Why stocks were created
About growth-stocks
If you're going to invest in equities, understand the basics: When the American stock market was invented in the late 18th century, it had one purpose: profit sharing. That's it. A company needed capital, you gave them some and they paid you dividends. Simple. The only reason why share prices rose was that shares in any company were limited in number -- just like today. If you coveted shares in a company but couldn't find them, you'd have to offer a shareholder a premium over what he paid and voilå: you owned those shares. Hence the notion of "growth stocks."
But equity shares were never meant to be traded as a means of investment, because trading shares isn't investment -- it's speculation with odds even less reliable than those in Las Vegas. You're essentially praying for a growth stock's share value to go up. In the meantime, the growth stock pays you nothing while you're a-wishing and a-hoping.
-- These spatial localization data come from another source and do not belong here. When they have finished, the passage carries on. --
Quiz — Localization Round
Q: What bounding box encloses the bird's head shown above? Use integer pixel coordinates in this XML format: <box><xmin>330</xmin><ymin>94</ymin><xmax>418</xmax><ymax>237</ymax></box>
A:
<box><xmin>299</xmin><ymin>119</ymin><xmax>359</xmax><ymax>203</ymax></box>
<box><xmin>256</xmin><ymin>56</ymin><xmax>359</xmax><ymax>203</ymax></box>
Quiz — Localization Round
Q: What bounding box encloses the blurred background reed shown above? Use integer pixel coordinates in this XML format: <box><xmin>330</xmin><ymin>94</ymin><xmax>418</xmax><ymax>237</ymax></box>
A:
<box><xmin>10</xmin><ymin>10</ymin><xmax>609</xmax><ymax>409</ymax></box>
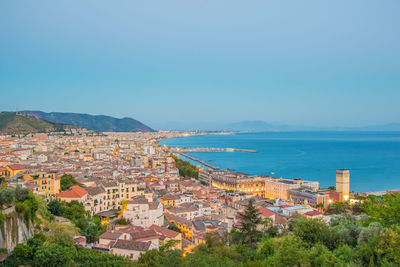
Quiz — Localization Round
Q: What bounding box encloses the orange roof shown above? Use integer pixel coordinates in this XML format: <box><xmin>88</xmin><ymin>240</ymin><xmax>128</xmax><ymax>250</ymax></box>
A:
<box><xmin>149</xmin><ymin>224</ymin><xmax>180</xmax><ymax>238</ymax></box>
<box><xmin>258</xmin><ymin>207</ymin><xmax>276</xmax><ymax>218</ymax></box>
<box><xmin>161</xmin><ymin>195</ymin><xmax>180</xmax><ymax>201</ymax></box>
<box><xmin>7</xmin><ymin>164</ymin><xmax>26</xmax><ymax>170</ymax></box>
<box><xmin>57</xmin><ymin>185</ymin><xmax>88</xmax><ymax>199</ymax></box>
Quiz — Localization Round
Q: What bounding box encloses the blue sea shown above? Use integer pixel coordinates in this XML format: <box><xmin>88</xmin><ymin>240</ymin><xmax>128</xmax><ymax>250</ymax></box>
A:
<box><xmin>160</xmin><ymin>132</ymin><xmax>400</xmax><ymax>192</ymax></box>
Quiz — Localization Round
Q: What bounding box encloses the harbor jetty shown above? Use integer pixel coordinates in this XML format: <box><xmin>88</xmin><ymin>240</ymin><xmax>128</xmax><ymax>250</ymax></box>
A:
<box><xmin>170</xmin><ymin>147</ymin><xmax>258</xmax><ymax>153</ymax></box>
<box><xmin>176</xmin><ymin>152</ymin><xmax>220</xmax><ymax>170</ymax></box>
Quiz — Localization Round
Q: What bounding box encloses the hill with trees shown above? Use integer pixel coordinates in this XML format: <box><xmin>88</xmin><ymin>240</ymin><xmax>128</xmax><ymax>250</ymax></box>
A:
<box><xmin>20</xmin><ymin>111</ymin><xmax>154</xmax><ymax>132</ymax></box>
<box><xmin>0</xmin><ymin>112</ymin><xmax>76</xmax><ymax>135</ymax></box>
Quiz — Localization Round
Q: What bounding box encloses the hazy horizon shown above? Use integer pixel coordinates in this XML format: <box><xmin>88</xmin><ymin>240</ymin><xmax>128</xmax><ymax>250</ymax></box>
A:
<box><xmin>1</xmin><ymin>1</ymin><xmax>399</xmax><ymax>127</ymax></box>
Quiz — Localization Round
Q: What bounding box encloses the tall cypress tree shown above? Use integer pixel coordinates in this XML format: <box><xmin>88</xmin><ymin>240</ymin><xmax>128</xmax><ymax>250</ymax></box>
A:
<box><xmin>238</xmin><ymin>198</ymin><xmax>262</xmax><ymax>247</ymax></box>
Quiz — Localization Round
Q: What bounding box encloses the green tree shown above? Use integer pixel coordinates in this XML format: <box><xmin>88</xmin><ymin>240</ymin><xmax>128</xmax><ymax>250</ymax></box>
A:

The beauty of dividends is that they're real value, not promises; they're cold, hard cash. Once you receive your dividends, nobody can take them from you. They can't go down in value. They're the only tangible, solid profit you can honestly say you own. Which is why if you're over fifty years of age, those are the only kinds of issues you want. Leave all the fly-by-night, media-hyped growth stocks to people either too young or too stupid to understand they're investing in air with no safety net or tangible benefit.